Oct. 7, 2023, marked the deadliest day for the Jewish people since the Holocaust.
The Hamas-led atrocities — mass murder, torture, rape and kidnapping — shattered families and communities across the world.
The aftermath has been defined by grief, trauma and an ongoing effort to mourn the dead while supporting those still living with unimaginable loss.
In the months and years since, Jewish communities have turned inward and toward one another, seeking comfort, remembrance and healing.
While nothing can undo the horror of that day, collective mourning has offered a measure of solace — a way to honor lives lost and affirm the humanity that terrorism sought to destroy.
At UC Santa Barbara, Jewish campus organizations — including Hillel, Chabad, SSI (Students Supporting Israel), Mishelanu and others — worked for weeks to organize anniversary commemorations of Oct. 7.
Speeches were written to honor specific stories of those who had died, songs were rehearsed and poems were recited.
However, this beautiful display was continuously interrupted.
During the most recent anniversary, Students in Justice for Palestine and Hamas-sympathizing individuals deliberately held a “martyrs vigil” at the same time and nearly the same location.
This was not a coincidence. It was disruption by design. Jewish students were forced to hear chants and megaphone shouts while mourning their murdered loved ones.
These groups continue to perpetuate a pattern of disrespect and antisemitism that has persisted since the massacre.

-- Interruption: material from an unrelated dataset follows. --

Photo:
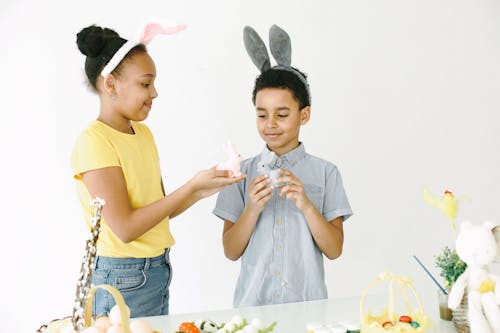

The signs told the rest of the story. Slogans such as “From the river to the sea” and “Globalize the Intifada” — calls for the eradication of the Jewish people, presented as the defense of Palestinian human rights — were held aloft and framed as human-rights advocacy.
Celebrating those who carried out a massacre — especially on its anniversary — is not a political critique. It is antisemitism.
Holocaust inversion and imagery comparing Israelis to Nazis further erased Jewish suffering and recast terrorists as victims.
In some instances, there was no antisemitic intent, but celebrating those who carried out a massacre — especially on its anniversary — is not a political critique. It is antisemitism.
Impact matters more than intent, and Jewish students felt that impact deeply.
Jewish students do not deserve to hear the names of their family murders while reciting speeches about those we’ve lost. They do not deserve to see signs calling for their community’s death.
They deserve the same safety and respect afforded to every other group on campus.
SJP can choose to hold its events elsewhere, at another time, without weaponizing Jewish grief. All the Jewish community asks is the ability to remember its lost ones in peace.
That should not be controversial. It should be a given.